As mentioned above, utopianism was a common theme promoted throughout the different expressions of science fiction. In Banerjee’s novel, she starts off by explaining how during the 1930s, science fiction was dug underground by Stalin (Banerjee, xi). Stalin had shunned what science fiction, at the time, had developed into. This is because in the eyes of the Soviet government, science fiction had turned into an idea of using imagination to create unrealistic goals for a society that did not exist. In other words, science fiction had become a tool that went against the grain of the ideologies and goals the Soviet Empire was trying to set forth; post-Lenin’s New Economic Policy era. However, 30 years later, science fiction would resurface as the Soviets had a newfound interest in reviving it.

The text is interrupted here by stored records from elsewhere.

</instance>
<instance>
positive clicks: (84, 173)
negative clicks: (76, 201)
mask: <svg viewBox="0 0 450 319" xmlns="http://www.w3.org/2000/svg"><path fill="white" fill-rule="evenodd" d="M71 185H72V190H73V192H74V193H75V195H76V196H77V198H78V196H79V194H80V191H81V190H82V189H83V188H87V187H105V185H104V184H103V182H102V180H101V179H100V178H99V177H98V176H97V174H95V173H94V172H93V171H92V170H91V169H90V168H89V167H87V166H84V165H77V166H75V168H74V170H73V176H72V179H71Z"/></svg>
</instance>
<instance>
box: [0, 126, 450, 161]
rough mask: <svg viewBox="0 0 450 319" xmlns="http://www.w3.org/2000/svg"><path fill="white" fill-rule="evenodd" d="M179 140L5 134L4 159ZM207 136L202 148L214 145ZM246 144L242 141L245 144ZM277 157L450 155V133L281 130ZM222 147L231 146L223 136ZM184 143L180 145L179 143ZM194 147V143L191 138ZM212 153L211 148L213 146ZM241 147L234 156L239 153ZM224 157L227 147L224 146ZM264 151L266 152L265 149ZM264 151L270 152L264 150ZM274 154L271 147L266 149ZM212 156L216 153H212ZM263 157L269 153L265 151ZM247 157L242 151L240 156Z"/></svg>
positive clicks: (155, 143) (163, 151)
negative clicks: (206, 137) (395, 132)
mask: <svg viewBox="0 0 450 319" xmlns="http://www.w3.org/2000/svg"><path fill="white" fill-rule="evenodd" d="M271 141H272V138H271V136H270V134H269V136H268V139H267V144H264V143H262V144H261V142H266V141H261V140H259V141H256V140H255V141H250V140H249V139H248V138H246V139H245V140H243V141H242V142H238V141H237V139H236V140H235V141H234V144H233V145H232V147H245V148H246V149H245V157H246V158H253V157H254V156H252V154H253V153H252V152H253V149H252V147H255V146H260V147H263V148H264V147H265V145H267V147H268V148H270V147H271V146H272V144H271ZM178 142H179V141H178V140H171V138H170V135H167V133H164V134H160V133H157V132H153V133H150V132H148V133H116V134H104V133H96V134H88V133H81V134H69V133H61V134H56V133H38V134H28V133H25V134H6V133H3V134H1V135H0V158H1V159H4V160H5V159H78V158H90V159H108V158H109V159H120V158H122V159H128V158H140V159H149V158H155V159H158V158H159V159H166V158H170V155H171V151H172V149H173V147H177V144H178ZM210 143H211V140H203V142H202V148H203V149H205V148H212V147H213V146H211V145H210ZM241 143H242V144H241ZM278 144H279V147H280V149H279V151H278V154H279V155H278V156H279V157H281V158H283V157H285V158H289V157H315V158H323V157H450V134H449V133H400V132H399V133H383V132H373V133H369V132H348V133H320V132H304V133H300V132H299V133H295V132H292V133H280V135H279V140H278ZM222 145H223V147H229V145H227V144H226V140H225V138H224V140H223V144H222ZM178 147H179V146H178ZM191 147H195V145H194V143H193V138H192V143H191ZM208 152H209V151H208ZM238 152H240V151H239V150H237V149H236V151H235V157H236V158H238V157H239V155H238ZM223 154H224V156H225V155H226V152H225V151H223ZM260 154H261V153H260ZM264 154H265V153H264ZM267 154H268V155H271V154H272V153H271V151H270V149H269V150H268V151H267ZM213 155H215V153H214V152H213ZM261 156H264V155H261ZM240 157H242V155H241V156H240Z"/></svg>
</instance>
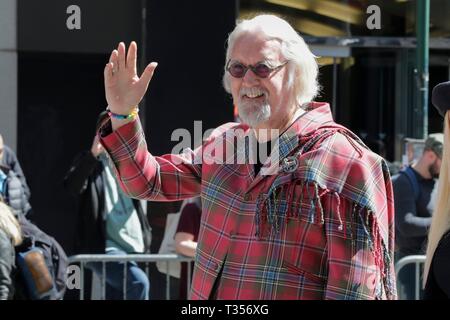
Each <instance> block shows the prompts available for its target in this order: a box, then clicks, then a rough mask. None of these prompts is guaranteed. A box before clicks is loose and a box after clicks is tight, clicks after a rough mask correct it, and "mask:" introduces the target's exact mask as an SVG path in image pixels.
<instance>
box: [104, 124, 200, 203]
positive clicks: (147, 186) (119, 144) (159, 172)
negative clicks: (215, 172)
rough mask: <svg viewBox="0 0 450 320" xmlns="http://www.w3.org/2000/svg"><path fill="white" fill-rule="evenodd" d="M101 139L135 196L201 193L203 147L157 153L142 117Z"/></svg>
mask: <svg viewBox="0 0 450 320" xmlns="http://www.w3.org/2000/svg"><path fill="white" fill-rule="evenodd" d="M100 141H101V143H102V145H103V146H104V148H105V149H106V150H107V152H108V154H109V156H110V158H111V160H112V163H113V167H114V168H115V171H116V175H117V177H118V181H119V183H120V185H121V187H122V189H123V190H124V192H125V193H126V194H127V195H128V196H130V197H131V198H137V199H146V200H154V201H177V200H183V199H187V198H192V197H195V196H198V195H199V194H200V187H201V170H202V166H201V158H200V154H201V148H202V147H199V148H197V149H196V150H195V151H192V150H189V151H186V152H184V153H182V154H167V155H164V156H161V157H155V156H153V155H152V154H150V152H148V151H147V143H146V141H145V138H144V133H143V131H142V128H141V123H140V121H139V119H136V120H134V121H132V122H130V123H128V124H126V125H124V126H122V127H120V128H118V129H117V130H115V131H114V132H112V133H110V134H108V135H106V136H101V137H100Z"/></svg>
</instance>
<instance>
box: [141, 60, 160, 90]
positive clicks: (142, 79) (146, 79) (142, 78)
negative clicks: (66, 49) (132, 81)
mask: <svg viewBox="0 0 450 320" xmlns="http://www.w3.org/2000/svg"><path fill="white" fill-rule="evenodd" d="M157 66H158V63H157V62H152V63H150V64H149V65H148V66H147V67H146V68H145V70H144V72H143V73H142V75H141V78H140V80H139V82H140V85H141V86H142V87H143V89H144V90H146V89H147V87H148V84H149V83H150V80H152V77H153V73H154V72H155V69H156V67H157Z"/></svg>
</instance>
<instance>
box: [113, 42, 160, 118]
mask: <svg viewBox="0 0 450 320" xmlns="http://www.w3.org/2000/svg"><path fill="white" fill-rule="evenodd" d="M136 52H137V45H136V42H134V41H133V42H131V44H130V46H129V48H128V54H126V48H125V44H124V43H123V42H121V43H119V46H118V47H117V49H116V50H113V52H112V53H111V56H110V58H109V62H108V63H107V64H106V66H105V71H104V75H105V94H106V101H107V102H108V106H109V109H110V110H111V111H112V112H114V113H118V114H123V115H128V114H130V113H131V111H133V108H134V107H136V106H137V105H138V104H139V102H141V100H142V98H143V97H144V94H145V92H146V91H147V87H148V84H149V83H150V80H151V79H152V76H153V72H154V71H155V68H156V66H157V65H158V64H157V63H156V62H152V63H150V64H149V65H147V67H146V68H145V70H144V72H143V73H142V75H141V77H140V78H139V77H138V75H137V72H136Z"/></svg>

Science was used as a tool for progression and leadership, especially by the USSR during the Cold War era. By refurbishing the science fiction genre, this catapulted the Soviet Union into a frenzy to modernize Russia through technological and scientific advancements. The idea of utopianism was not abandoned, however it was censored to hide the demands of the Soviet people and instead promote the idea that science was to be used to explore the maximum biological limits of a human being, earth, and outer space; more so than creating equality between classes and the liberation of women. While this may have seemed like a hindrance and a form of restrictive censorship, it worked in the favor of the Soviet government as these advancements led to the creation of the Sputnik. The Sputnik launched the same race between the United States and Russia and put Russia on the map as a dominating power for once. The Sputnik is a physical representation of the great lengths science fiction could go to produce something that was a successful demonstration of what scientific advancements could do.

In a time in which art, literature, and film was exploring the Expressionist future, Soviet Sci-Fi embodied what humankind sought to achieve and the way in which they could do so. Aelita was created during a new and highly experimental time in cinema. Similar films like The Cabinet of Dr. Caligari and Metropolis, filmmakers sought to explore the inner workings of society, authority, and economy. Aelita acts as an ode to the efforts of Lenin and the Communist party to quell the unrest from the civil war. The film shows the viewer the horrors of what many Russians were in their society not too long ago. But, the film harps on the hopeful reality for Russians, as their monarchy is an illusion in a distant past, just as the society on Mars is only fiction. However, the dawn of Soviet Sci-Fi set under Stalin’s rule as it no longer helped to aid the Soviet Union in their goals. Never-the-less Sci-Fi made its comeback in the Soviet Union on the basis of science and modernization. Sci-Fi promotes in many ways the future, and in the Soviet Union, Sci-Fi was utilized to further Soviet ideas and put back when needed.  

Bibliography

Aelita, directed by Yakov Protazanov. 1924. YouTube.

Banerjee, Anindita. 2017. Russian Science Fiction Literature and Cinema : A Critical Reader. Cultural Syllabus. Boston: Academic Studies Press. http://search.ebscohost.com/login.aspx?direct=true&AuthType=shib&db=e000xna&AN=1788768&site=ehost-live.

Schwartz, Matthias. “A New Poetics of Science: On the Establishment of ‘Scientific‐Fictional Literature’ in the Soviet Union.” Russian Review 79, no. 3 (July 2020): 415–31. doi:10.1111/russ.12272.